Vitamin B6 (pyridoxine) was discovered in 1934 by György and colleagues, and the active compound was first isolated by Samuel Lepovsky of the University of California, Berkeley, in 1938. Folkers and his Merck colleague Stanton Harris determined the structure of pyridoxine in 1939, simultaneously with Kuhn in Germany. The synthesis of vitamin B5 (pantothenic acid) followed, reported by Merck in 1940.
The final chapter of the B vitamins was among the most challenging. In the mid-1800s, physicians in England had identified the disease pernicious anemia, a disorder that results in too few red blood cells being produced in the body. The disease causes subjects to feel tired and breathless, and it can be lethal.
In 1926, a team of physicians from Harvard University discovered that eating half a pound of liver every day would prevent pernicious anemia in most patients. From this point, researchers worldwide sought to isolate the anemia-preventing substance from liver.
Prior to the search for this vitamin, animal screening was used to test the effects of various diets and nutrients. But for pernicious anemia there appeared to be no suitable animal analog of the disease. The only alternative then available was to conduct tests on human patients. Folkers worked with Randolph West of Columbia University to find patients willing to participate and feed them various liver extractions. The researchers worked slowly, forced to wait weeks in their search for patients with pernicious anemia due to the rarity of the disease.
A fortunate coincidence led to a critical advance: Folkers learned that microbiologist Mary Shorb had identified a bacterium that responded to liver extracts. Folkers recognized that the bacteria could be used as a stand-in for human subjects, and he brought Shorb to Merck
The researchers recognized that the liver extracts that produced the most promising effect in Shorb’s bacteria were pinkish in color—suggesting that the sought-after vitamin was a red compound. In 1947, Folkers and his team isolated vitamin B12 (cobalamin), producing tiny, bright red crystals of the vitamin.

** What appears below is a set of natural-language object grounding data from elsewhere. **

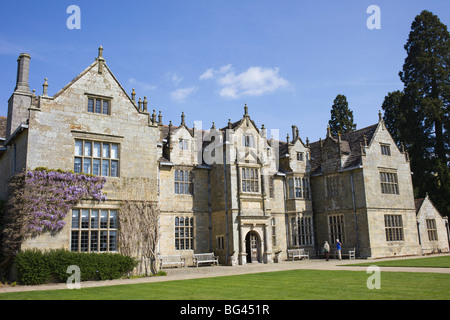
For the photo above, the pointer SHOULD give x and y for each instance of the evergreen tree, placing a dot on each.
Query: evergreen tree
(341, 116)
(419, 116)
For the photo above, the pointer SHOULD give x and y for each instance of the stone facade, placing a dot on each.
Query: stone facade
(232, 191)
(433, 228)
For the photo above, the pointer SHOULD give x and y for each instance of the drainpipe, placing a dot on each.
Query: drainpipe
(354, 212)
(209, 210)
(226, 197)
(286, 219)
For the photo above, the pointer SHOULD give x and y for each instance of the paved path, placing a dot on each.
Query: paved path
(216, 271)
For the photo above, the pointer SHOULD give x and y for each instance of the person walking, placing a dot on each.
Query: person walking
(338, 247)
(326, 249)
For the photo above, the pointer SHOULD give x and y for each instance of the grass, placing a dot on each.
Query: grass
(429, 262)
(283, 285)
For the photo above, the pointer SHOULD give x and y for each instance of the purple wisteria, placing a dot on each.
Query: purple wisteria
(48, 196)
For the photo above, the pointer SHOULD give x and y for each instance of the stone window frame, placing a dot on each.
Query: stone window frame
(220, 242)
(389, 181)
(299, 188)
(273, 225)
(336, 228)
(183, 144)
(271, 187)
(248, 140)
(94, 234)
(184, 233)
(98, 98)
(431, 229)
(183, 185)
(385, 149)
(393, 226)
(303, 230)
(82, 157)
(332, 185)
(250, 180)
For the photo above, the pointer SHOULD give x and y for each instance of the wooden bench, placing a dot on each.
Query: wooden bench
(171, 260)
(205, 258)
(350, 254)
(298, 253)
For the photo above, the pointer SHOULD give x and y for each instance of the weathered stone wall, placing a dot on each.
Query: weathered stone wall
(59, 120)
(428, 211)
(380, 204)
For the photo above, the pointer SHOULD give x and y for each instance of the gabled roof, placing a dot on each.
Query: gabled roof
(418, 204)
(3, 121)
(105, 67)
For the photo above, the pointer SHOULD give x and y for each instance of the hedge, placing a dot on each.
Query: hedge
(36, 267)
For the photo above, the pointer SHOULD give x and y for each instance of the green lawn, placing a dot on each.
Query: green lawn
(284, 285)
(429, 262)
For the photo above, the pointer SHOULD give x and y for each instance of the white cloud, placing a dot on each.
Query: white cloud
(141, 85)
(174, 78)
(208, 74)
(255, 81)
(182, 94)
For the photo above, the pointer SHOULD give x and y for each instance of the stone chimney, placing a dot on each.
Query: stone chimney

The following year, this new compound was tested on a patient who suffered from pernicious anemia, curing her.
Cobalamin was later found to be a key growth factor in animals. This realization led to the practice of enhancing animal diets with the vitamin, which led to greatly increased yields for livestock farmers.
Before the discovery and widespread availability of vitamins, diseases caused by malnutrition took an incalculable human toll. Research and development of these essential nutrients represented a transition for pharmaceutical companies like Merck. Their work vastly improved the health of humans and animals by overcoming the scourge of malnutrition.
Much of the research relating to the isolation and synthesis of B vitamins was published in the Journal of the American Chemical Society, including work on the increased isolation of B1; structure of B1; synthesis of B1; synthesis of B2 and new synthesis of B2; structure of B6; synthesis of B6; synthesis of B5; and isolation of B12.